Razu pewnego, gdy pies był jeszcze dość osłabiony mama wyszła z nim na spacer w celach dość oczywistych. Pies był w standardowym umundurowaniu kolczatka + sporo za duży kaganiec (nie zdążyłyśmy kupić dla niego odpowiedniego, a ten dostałyśmy ze schroniska). Pies od początku był cwany, dlatego też z łatwością zdejmował kaganiec z mordki, następnie rzucał się na najbliższy śmietnik i zjadał wszystko co się do tego nadawało, a później jeszcze bardziej chorował. Ostatecznie zaczepiałyśmy kaganiec o kolczatkę, wtedy można było zdjąć wszystko na raz i pies nie miał jak już się "rozebrać" sam.

Wracając do akcji. Wszystko działo się wieczorem. Mama z psiakiem mijali akurat okoliczny plac przeznaczony do gier. Okazało się, że na placu znajdowała się grupka jakiś "podrostków" w wieku ok 16-17 lat. Jeden z nich był z amstafem. Chłopaczek, jak to oczywiste, zaczął się popisywać przed kumplami swoim psem, kazał zaatakować naszego. Amstaf oczywiście do ataku pierwszy i przybiegł pełen furii do naszego czworonoga. Ten jakże odważnie schował się za mamą. I tutaj łatwo się domyśleć amstaf zaczął atakować ją. Z początku mama próbowała tylko go odgonić ale usłyszawszy od właściciela "dobrze, bierz ją", "ładnie, atakuj"... Po prostu wpadła w furię. Swojego psa, szybkim ruchem ręki oswobodziła z kolczatki i kagańca. Nasz pies odsunął się od zamieszania na bezpieczną odległość, a mama z "bronią" w ręku przystąpiła do odparcia ataku (bądź, co bądź skórzany kaganiec zaplątany w metalową kolczatkę trochę waży i uderzenie tym na pewno boli). Podrostek zobaczywszy, że mama zaczęła okładać amstafa podbiegł do tej dwójki i zaczął się wydzierać, że jakim ona prawem bije jego psa i jest taka a owaka...

Wyjaśnię może, że moja mama tak niestety ma, że jak wpadnie w furię to wszystko ją bardziej nakręca.

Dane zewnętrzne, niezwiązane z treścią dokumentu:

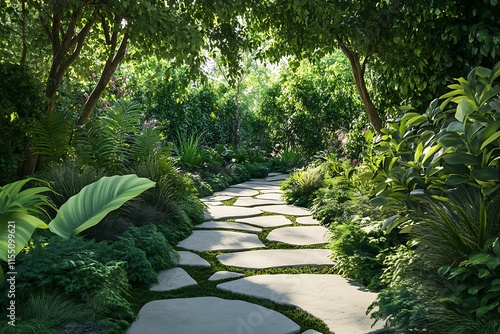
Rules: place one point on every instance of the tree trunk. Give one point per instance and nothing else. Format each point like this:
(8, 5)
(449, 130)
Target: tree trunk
(106, 75)
(358, 71)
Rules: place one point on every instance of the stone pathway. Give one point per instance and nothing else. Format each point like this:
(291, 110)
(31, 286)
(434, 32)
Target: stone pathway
(234, 230)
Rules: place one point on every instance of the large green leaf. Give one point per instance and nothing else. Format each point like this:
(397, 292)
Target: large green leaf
(95, 201)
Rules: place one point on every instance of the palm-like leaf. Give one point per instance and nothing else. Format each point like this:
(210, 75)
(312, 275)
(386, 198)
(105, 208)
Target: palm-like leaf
(95, 201)
(24, 208)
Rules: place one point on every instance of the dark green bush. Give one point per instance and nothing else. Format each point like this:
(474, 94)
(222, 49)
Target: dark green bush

Mama widząc, że ten pies nie da za wygraną, ostatnią drogą ratunku przykopała zwierzowi bezpośrednio w mordę. Z racji tego, że miała trapery na nogach wynik jest dosyć oczywisty. Pies padł na miejscu. Oczywiście chłopaczek zaczął najeżdżać na moją mamę (ona 1,60 m wzrostu, on ok 1,80 m). To ta dalej będąc w szale... dawaj i na niego. Okładając go jak popadnie tą kolczatką i kagańcem. Pewno przez puchową kurtkę niewiele poczuł ale przez dżinsy i bawełnianą czapkę na pewno tak.

Stop
W między czasie jego koledzy ulotnili się. Któryś z nich pobiegł do jego domu zaalarmować jego rodziców.

Play
Chłopak zaczął się odsuwać od mojej mamy, najwyraźniej nie mając siły dalej "podskakiwać". W którymś momencie upadł na ziemię. To nieco mamę zaskoczyło, popatrzyła na ziemię i się okazało, że chłopak po prostu potknął się o wystającą część chodnika.
Chłopak leży na chodniku w pozycji embrionalnej i zasłania się rękami i nogami. Ktoś krzyczy. No ale to nie ten chłopak, bo głos dochodzi gdzieś z zza jej pleców. Odwróciła się i patrzy a, tam na klatce jednego z czteropiętrowych budynku jakaś kobieta obserwuje sytuację z przerażeniem. W połowie dystansu między moją mamą, a tą kobietą nasz pies stoi czterem łapami na jakimś mężczyźnie. Pies oczywiście zadowolony co nie miara (facet najprawdopodobniej chciał zaatakować mamę z zaskoczenia od tyłu). Okazuje się, że to ten facet tak krzyczy, bo boi się ruszyć spod obcego psa i ubliża mojej mamie.
Mama w celu założenia obroży psu podeszła (najpewniej przybiegła) w ich stronę. I usłyszała:
-Jak śmiesz mojego syna tknąć, ty *** *** ***... - tutaj jej się znowu załączył inny tryb świadomości i faceta po mordzie tą kolczatką i obrożą.
Zabrała psa i w***wiona co nie miara podeszła do matki chłopaka:
- Jeszcze raz zobaczę któregoś z nich gdzieś w pobliżu, to ci gnoja w paczkach przyślę.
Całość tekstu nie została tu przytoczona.